SEO? With something like that you could programattically find semantic locations with lower coverage and then sell the knowledge that you could possibly attack that keyword. For instance, I'd love to see a chart which plotted frequency of use in an English corpus against some hypothetical Google-coverage variable. Anything that's a strong outlier from something like an exponential curve could be a good target.
I am not sure I understand in depth enough about SEO to fully understand this idea, but it sounds good in concept.
So .. Google have these data. Their hacking chops are not unremarkable. What have they done with it? Well, basically, you can ask for a word and they'll find other pages that feature that word ...

And that's it.

They have access to "the world's combined knowledge" and a zillion PhDs, and that's all they can do?! It's shocking. But it's not, really, because the data are basically useless without annotations.

So let's go to Disneyland and pretend we have a genius NLP engine or an annotated web. Then,

1) 360 on a company/product. In particular: who are all the stakeholders, and how do they feel? I'd sell this to e.g. analysts. Same thing on people's online identities.

2) Memetracing. I'd sell this to advertisers. (So, we follow historical product releases and see exactly what memes spread about them and how, and through who. Related to (3) on ismarc's post)

3) Rumors (this would require your feed to be real-time). I'd also probably sell this to stock traders (the idea here is to monitor e.g. forums frequented by GE employees to guess scoop)

OK, so those are basic. More interesting:

4) Organization-tracing. If you can label social graph edges with influence levels / information intakes, you can start playing with predicting organizational decision-making (behavioral economics / game theory ..There's a TED talk about this).

5) Games: procedural content generation that looks really real, i.e. worlds full of people whose identities are plausible, whose interactions with others are plausible, etc.

Those all require some analytical / NLP firepower on a scale which I don't think is really doable at the moment. The problem is that bags of words are meaningless without a social context - the data are pretty worthless unless your computer can figure out who it's important for and why.

"So .. Google have these data. Their hacking chops are not unremarkable. What have they done with it? Well, basically, you can ask for a word and they'll find other pages that feature that word ..."

There's actually a lot more that's done with it. Google Flu Trends. Google Zeitgeist. Google Squared. Google Suggest. Refinements. Spelling suggestions. Sitelinks. Wonder Wheel. Everything on Labs.

The limiting factor is more the ability to present the data to users without making them confused. It's pretty easy to run an analysis and get some data, but pretty difficult to figure "Okay, what problem does this solve?" and get that data in front of users in a way that actually solves the problem.

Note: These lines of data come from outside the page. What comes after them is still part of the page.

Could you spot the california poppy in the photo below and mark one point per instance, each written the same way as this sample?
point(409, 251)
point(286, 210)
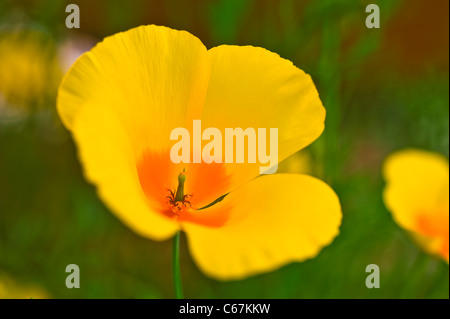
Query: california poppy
point(122, 99)
point(417, 194)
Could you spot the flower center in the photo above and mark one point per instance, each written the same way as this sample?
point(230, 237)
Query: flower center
point(178, 201)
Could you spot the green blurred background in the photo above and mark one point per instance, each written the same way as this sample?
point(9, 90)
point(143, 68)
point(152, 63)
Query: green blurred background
point(384, 89)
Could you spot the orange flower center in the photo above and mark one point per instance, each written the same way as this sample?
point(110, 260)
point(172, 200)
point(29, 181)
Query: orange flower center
point(199, 185)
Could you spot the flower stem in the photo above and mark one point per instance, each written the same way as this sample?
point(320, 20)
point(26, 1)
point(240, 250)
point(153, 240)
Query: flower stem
point(176, 267)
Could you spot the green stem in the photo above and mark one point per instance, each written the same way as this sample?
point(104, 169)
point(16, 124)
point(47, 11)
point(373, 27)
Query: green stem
point(176, 267)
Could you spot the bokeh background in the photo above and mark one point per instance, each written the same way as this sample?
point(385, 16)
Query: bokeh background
point(384, 89)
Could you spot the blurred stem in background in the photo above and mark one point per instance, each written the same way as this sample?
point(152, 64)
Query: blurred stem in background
point(176, 267)
point(329, 78)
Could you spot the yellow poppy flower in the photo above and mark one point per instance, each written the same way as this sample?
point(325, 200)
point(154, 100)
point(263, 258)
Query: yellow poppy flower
point(29, 72)
point(122, 99)
point(417, 194)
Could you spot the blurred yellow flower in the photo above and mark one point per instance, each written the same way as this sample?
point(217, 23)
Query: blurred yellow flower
point(10, 289)
point(29, 72)
point(122, 99)
point(417, 194)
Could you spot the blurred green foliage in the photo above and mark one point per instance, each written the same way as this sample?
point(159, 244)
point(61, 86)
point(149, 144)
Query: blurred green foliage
point(51, 217)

If you really think that's all they're doing then you have very little understanding in just how subtly awesome some of the stuff they're doing is.

Peter Norvig does a better job explaining some of it than I ever could. http://www.youtube.com/watch?v=nU8DcBF-qo4

Peter Norvig says exactly what I said in that video.

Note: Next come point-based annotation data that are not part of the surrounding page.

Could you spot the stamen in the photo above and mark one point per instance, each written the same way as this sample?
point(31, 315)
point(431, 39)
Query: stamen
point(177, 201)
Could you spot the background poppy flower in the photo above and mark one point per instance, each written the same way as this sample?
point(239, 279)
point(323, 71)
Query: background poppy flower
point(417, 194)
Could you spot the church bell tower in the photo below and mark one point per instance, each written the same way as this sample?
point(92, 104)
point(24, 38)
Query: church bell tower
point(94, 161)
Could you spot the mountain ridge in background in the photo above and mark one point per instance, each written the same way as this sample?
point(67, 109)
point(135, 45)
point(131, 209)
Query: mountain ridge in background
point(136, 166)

He says it when he says "... but the computer doesn't understand physics." Why not? The internet knows a hell of a lot more physics than I do.

The statistical stuff is cool, but all you can do with it is fancy accounting. You can never really pull out meaning .. and doing real analogical / inductive reasoning on statistical data sets is hard.

You'll notice that suggestion (4) can only be considered doable because the internet has easily accessible APIs to determine who is real and what organizations they belong to.

While suggestion (5) is not feasible at all at the moment.